From humble beginnings, Solid Grindz is growing without slowing.
As a kid on an island in American Samoa, co-owner and head chef Tap Gaoteote Jr. would climb trees with his machete to cut down coconuts and bananas — ingredients he started cooking with at an early age.
“It’s just how we were raised in the islands,” he said. “You became a man now, you’re gonna search for food for the family.”
Gaoteote’s mother taught him to cook, the same as her father before her, and his father before him.
Men traditionally cook for their families on the islands, Gaoteote said, but his mother was very close to her father and was one of the oldest siblings in her family. “So of course somebody gotta cook.”
From whole pigs to providing for a U.S. military unit, he has fed the masses
By age 12, he had learned to cook an entire pig in a fire pit called an umu. Later on in life, he volunteered to cook for his unit in the U.S. military.
Soon he and Michele Mejia, his business partner, were feeding their first customers from a makeshift food truck at Davis-Monthan Air Force Base in 2014. Then they opened up a brick-and-mortar location in 2016.
Family recipes are passed down (and tweaked)
Gaoteote serves the exact dishes his mother taught him, save a few tweaks he’s made over the years.
“You’re gonna get your plate just like we do in the islands,” he said. “Like [at] home on the beach, grilling.”
He doesn’t cook pork in a fire pit anymore but he still wraps it in banana leaves before cooking it overnight in the oven.
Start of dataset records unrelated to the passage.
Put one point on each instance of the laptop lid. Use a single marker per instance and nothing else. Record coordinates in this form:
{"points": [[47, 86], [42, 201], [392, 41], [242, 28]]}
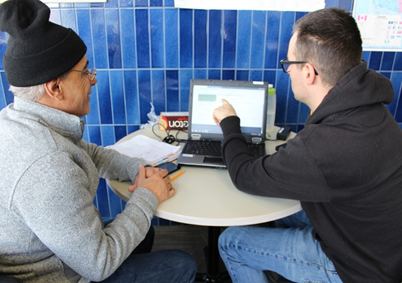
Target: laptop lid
{"points": [[249, 98]]}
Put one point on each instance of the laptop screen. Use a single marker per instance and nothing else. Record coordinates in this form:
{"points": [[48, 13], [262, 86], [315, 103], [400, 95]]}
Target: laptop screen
{"points": [[248, 99]]}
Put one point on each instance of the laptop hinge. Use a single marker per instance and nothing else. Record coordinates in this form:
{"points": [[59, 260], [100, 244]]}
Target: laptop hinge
{"points": [[195, 136], [256, 140]]}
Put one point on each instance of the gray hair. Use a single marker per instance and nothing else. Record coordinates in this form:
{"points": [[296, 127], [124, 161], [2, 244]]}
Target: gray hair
{"points": [[33, 93]]}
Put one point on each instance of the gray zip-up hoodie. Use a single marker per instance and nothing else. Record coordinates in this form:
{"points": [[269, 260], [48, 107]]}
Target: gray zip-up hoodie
{"points": [[49, 178]]}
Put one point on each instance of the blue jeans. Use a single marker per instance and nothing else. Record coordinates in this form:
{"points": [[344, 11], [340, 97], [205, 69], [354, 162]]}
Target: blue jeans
{"points": [[165, 266], [289, 249]]}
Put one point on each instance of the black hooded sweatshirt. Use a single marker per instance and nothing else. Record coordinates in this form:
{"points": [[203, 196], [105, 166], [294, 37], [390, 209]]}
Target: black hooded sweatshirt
{"points": [[345, 167]]}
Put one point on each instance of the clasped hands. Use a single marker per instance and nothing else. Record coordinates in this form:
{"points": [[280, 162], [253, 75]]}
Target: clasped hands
{"points": [[156, 180]]}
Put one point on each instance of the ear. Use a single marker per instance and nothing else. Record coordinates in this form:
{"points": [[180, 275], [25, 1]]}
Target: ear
{"points": [[53, 89], [309, 73]]}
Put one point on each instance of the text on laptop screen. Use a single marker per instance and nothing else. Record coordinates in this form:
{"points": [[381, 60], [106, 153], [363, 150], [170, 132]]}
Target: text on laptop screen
{"points": [[247, 102]]}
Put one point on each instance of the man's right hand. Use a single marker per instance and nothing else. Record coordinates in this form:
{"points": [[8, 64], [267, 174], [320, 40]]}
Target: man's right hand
{"points": [[159, 184], [223, 111]]}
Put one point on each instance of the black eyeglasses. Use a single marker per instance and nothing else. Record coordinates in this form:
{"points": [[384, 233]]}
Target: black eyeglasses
{"points": [[285, 65], [91, 73]]}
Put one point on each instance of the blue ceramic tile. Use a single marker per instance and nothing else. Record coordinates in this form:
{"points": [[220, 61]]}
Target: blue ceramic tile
{"points": [[85, 135], [128, 38], [82, 5], [141, 3], [97, 5], [157, 51], [270, 77], [126, 3], [112, 4], [169, 3], [98, 33], [387, 61], [103, 199], [117, 94], [144, 88], [256, 75], [172, 90], [398, 62], [242, 75], [142, 37], [229, 38], [214, 74], [156, 3], [331, 3], [200, 74], [375, 60], [282, 88], [185, 77], [215, 39], [9, 97], [272, 41], [287, 23], [346, 4], [94, 135], [84, 31], [158, 91], [366, 56], [186, 39], [228, 75], [104, 97], [258, 39], [132, 129], [55, 16], [68, 19], [107, 133], [3, 47], [119, 132], [131, 94], [93, 116], [113, 38], [171, 38], [243, 39], [200, 39]]}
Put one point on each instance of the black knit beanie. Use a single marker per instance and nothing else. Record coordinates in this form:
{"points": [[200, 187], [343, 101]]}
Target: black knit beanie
{"points": [[37, 50]]}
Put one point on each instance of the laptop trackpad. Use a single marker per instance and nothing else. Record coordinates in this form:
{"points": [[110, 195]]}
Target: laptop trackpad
{"points": [[214, 160]]}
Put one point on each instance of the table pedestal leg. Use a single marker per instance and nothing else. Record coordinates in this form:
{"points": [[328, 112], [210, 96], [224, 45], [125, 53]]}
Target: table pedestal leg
{"points": [[212, 259]]}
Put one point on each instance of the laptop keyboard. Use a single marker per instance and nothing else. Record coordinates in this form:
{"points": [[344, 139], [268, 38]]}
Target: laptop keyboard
{"points": [[203, 147], [213, 148]]}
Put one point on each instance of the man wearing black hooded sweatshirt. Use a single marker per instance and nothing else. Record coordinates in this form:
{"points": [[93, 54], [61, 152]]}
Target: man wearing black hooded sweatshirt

“Must-goes” — their simple and effective cooking method
The fried rice dishes he serves are what his mom called “must-goes,” meaning everything that’s in the refrigerator must go into the frying pan.
“She’d just chop up whatever we had in the fringe,” Gaoteote said. “It’s so simple but so effective.”
At Solid Grindz, these ingredients include green onions, yellow onions, carrots, eggs, and bacon, with a choice of Spam, Portuguese sausage or shrimp. And it’s all topped with sesame oil and Gaoteote’s house-made soy sauce.
He fries the rice in bacon fat to reduce the need for oil, he said. It’s a strategy he added to his mom’s original recipe.
“I [didn’t] like putting oil on my rice because it became too oily,” he said. “Not only that, the bacon smells so good, it kinda ties up with that flavor of the rice.”
The Bang Shrimp dish on the menu is inspired by Gaoteote’s mother’s garlic shrimp but it’s his own creation. He wanted a recipe that was easy enough to make in a food truck but would still deliver a flavor that people love.
He breads the shrimp with the same batter he uses for his Chicken Katsu. Then, he tosses the shrimp in his house-made Bang Sauce, which gives it a sweet, creamy flavor with a light kick.
“Bang Sauce is mayo based,” Gaoteote said. “A little bit of Sriracha and other good stuff goes in there.”
Mayonnaise-based sauces are featured in several dishes at Solid Grindz. “Mayo is like a number one big thing,” Gaoteote said. “Island people love that stuff.”
The Creamy Spicy Poke, for example, is raw Ahi tuna topped in another mayonnaise-based sauce that’s spicier than the Bang Sauce. It’s different from the traditional Hawaiian poke, which is also on the menu at Solid Gridz and is seasoned with soy sauce and sesame oil.
Soy sauce was expensive when Gaoteote was growing up in the American Samoan Islands. So he often ate fish dressed in coconut milk, lime juice, cucumber, and onion. It’s called Samoan Oka.
House-made sauces worth stealing (but don’t)
All six sauces at Solid Grindz are house-made. And their customers seem to love them. So much so that Gaoteote and Mejia have had to change how they serve them. Too many people have stolen entire bottles of the stuff.
“We did away with putting the bottles on the table,” said Mejia. “We started charging for sauces.”
They’ve made a few other adjustments to their business model, which include mixing the Teri Beef, BBQ Pork Ribs, and Tiki Shrimp.
Quick service for the increasing customers
It’s part of their strategy to provide faster service to their customers. Lunch is especially busy, Gaoteote said. “We have lines out the door.”
Growth and future plans
Solid Grindz has come a long way from its humble beginning. At 6 feet and 4 inches tall, Gaoteote couldn’t fit into the first food truck they considered buying. So they hired a local welder to build something resembling a food truck. “It was like a big ol’ metal box,” Gaoteote said.
Since then, they’ve bought a new food truck, which still serves food at the air base. In July 2017 they moved their restaurant to 2027 S. Craycroft Rd. and they hope to expand to another location, possibly near the University of Arizona, within the next two years.
Operating hours are 10:30 a.m. – 3:30 p.m. Monday and Saturday and 10:30 a.m. – 7:30 p.m. Tuesday – Friday.